O reitor da UFPA, Emmanuel Tourinho, introduziu o debate questionando por que as Universidades precisam de uma organização social para administrá-las. Ele manifestou preocupação com o Programa e disse estranhar a ausência das palavras cidadania, soberania e inclusão no texto do Future-se.

O diretor-geral da ADUFPA, Gilberto Marques, foi um dos debatedores do evento e defendeu que a UFPA rejeite integralmente o Programa Future-se, como fizeram a UFRJ, a UFMG, a UFAM, a UNIFAP e a UFRR. “O Future-se é um ataque à Universidade enquanto instrumento da sociedade brasileira para construção de um projeto de nação que supere nossas desigualdades sociais”, garantiu o diretor-geral da ADUFPA, Gilberto Marques, que foi um dos debatedores do evento.

Gilberto Marques afirmou que o programa aprofunda a precarização do trabalho docente e acirra a competição entre pesquisadores pelo financiamento privado de suas pesquisas. “É um fraturamento da Lei de Diretrizes e Bases (LDB) e representa a desestruturação do trabalho docente, ao terceirizar a contratação de professores e incentivar a categoria a complementar renda por meio de projetos firmados com empresas privadas”, explicou.

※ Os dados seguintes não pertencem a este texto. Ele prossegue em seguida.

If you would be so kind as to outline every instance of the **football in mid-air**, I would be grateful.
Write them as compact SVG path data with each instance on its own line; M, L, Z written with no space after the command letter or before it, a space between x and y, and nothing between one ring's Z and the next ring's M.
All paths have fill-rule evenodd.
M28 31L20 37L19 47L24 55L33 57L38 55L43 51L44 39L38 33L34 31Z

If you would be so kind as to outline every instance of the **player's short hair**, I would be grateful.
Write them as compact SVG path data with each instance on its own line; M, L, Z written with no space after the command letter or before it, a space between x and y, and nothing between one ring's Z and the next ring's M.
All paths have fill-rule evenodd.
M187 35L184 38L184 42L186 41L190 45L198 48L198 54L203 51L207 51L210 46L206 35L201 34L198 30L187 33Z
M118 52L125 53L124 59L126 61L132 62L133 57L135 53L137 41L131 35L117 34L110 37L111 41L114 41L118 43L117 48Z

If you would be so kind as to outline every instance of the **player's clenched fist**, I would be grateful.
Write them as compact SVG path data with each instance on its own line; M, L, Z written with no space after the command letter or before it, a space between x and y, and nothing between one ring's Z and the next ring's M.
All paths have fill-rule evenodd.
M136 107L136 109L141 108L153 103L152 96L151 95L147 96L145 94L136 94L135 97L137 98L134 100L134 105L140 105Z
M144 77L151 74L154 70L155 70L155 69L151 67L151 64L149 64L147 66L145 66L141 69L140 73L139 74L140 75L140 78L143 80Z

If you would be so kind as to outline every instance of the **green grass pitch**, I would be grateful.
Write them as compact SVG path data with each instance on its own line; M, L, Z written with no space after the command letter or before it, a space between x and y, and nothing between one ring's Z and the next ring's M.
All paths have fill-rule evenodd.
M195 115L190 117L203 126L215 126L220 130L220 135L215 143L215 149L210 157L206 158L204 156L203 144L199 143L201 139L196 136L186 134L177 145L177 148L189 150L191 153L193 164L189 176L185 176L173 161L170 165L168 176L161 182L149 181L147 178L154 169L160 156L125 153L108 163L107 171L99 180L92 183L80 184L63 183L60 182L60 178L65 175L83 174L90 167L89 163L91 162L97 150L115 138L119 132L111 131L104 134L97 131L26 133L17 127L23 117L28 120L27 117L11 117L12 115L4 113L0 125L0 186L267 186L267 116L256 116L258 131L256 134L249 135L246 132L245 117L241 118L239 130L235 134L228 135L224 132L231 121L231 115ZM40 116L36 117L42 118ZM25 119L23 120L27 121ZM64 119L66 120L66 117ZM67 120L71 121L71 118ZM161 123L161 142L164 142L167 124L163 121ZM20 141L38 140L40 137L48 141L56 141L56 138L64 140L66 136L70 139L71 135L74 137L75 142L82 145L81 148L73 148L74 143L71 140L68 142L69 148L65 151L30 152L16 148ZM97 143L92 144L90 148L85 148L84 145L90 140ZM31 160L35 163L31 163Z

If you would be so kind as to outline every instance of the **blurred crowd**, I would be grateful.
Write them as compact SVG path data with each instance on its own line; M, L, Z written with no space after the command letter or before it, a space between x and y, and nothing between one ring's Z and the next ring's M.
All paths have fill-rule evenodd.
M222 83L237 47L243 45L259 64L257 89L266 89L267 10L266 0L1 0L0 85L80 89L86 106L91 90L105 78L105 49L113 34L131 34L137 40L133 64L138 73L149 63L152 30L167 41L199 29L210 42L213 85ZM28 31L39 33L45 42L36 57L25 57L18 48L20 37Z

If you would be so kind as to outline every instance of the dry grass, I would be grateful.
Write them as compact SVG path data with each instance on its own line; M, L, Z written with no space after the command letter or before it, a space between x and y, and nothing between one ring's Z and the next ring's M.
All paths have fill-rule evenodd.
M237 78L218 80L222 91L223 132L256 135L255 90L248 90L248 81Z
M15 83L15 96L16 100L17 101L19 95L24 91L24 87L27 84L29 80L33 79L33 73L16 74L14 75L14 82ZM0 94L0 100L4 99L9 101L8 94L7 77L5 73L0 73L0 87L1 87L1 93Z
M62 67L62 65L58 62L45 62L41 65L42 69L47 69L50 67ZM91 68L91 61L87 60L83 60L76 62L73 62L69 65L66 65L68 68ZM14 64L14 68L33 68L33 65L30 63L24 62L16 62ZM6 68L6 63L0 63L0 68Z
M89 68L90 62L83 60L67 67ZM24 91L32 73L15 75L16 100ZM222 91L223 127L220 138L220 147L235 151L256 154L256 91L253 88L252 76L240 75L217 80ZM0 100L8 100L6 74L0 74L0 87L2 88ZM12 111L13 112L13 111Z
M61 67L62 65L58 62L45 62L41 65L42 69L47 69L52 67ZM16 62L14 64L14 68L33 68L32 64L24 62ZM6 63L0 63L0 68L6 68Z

O debate contou, também, com a exposição da professora da Universidade Federal do ABC (UFABC) Carolina Gabas Stuchi, que participou do evento por videoconferência. Ela fez críticas ao projeto, sobretudo ao modelo de gerenciamento das OS’s e à cessão de servidores públicos e patrimônios das universidades para estas organizações. “É um projeto confuso, com inconsistências jurídicas e muitas lacunas e pontos que contrariam a legislação brasileira”, explicou.

Além de Gilberto Marques e Carolina Stuchi, o debate teve a participação ainda do professor do Instituto de Ciências Jurídicas (ICJ), Antônio Maués, e de representantes do Sinditifes, do DCE, da UNE, da ANPG e do Proifes.

Durante o debate, a diretoria da ADUFPA também distribuiu uma nota pública, em que reafirma o compromisso da entidade em defesa da Universidade pública, estatal, gratuita, laica, inclusiva e de qualidade socialmente referenciada. “Apesar do governo dizer que não está propondo a cobrança de mensalidades na graduação, a aprovação do Future-se empurraria as Universidades para isso. Os atuais cortes de verbas servem de pressão à adesão ao programa e, de alguma forma, uma antecipação de seus elementos. Um reflexo imediato será o corte ainda maior e progressivo das bolsas de pesquisa, pós-graduação, extensão, entre outros. Estamos diante de um profundo ataque à Universidade Pública”, diz o documento da ADUFPA, que irá aprofundar o debate sobre o Future-se na próxima Assembleia Geral da entidade, no dia 22 de agosto, às 9h30, no hall da reitoria.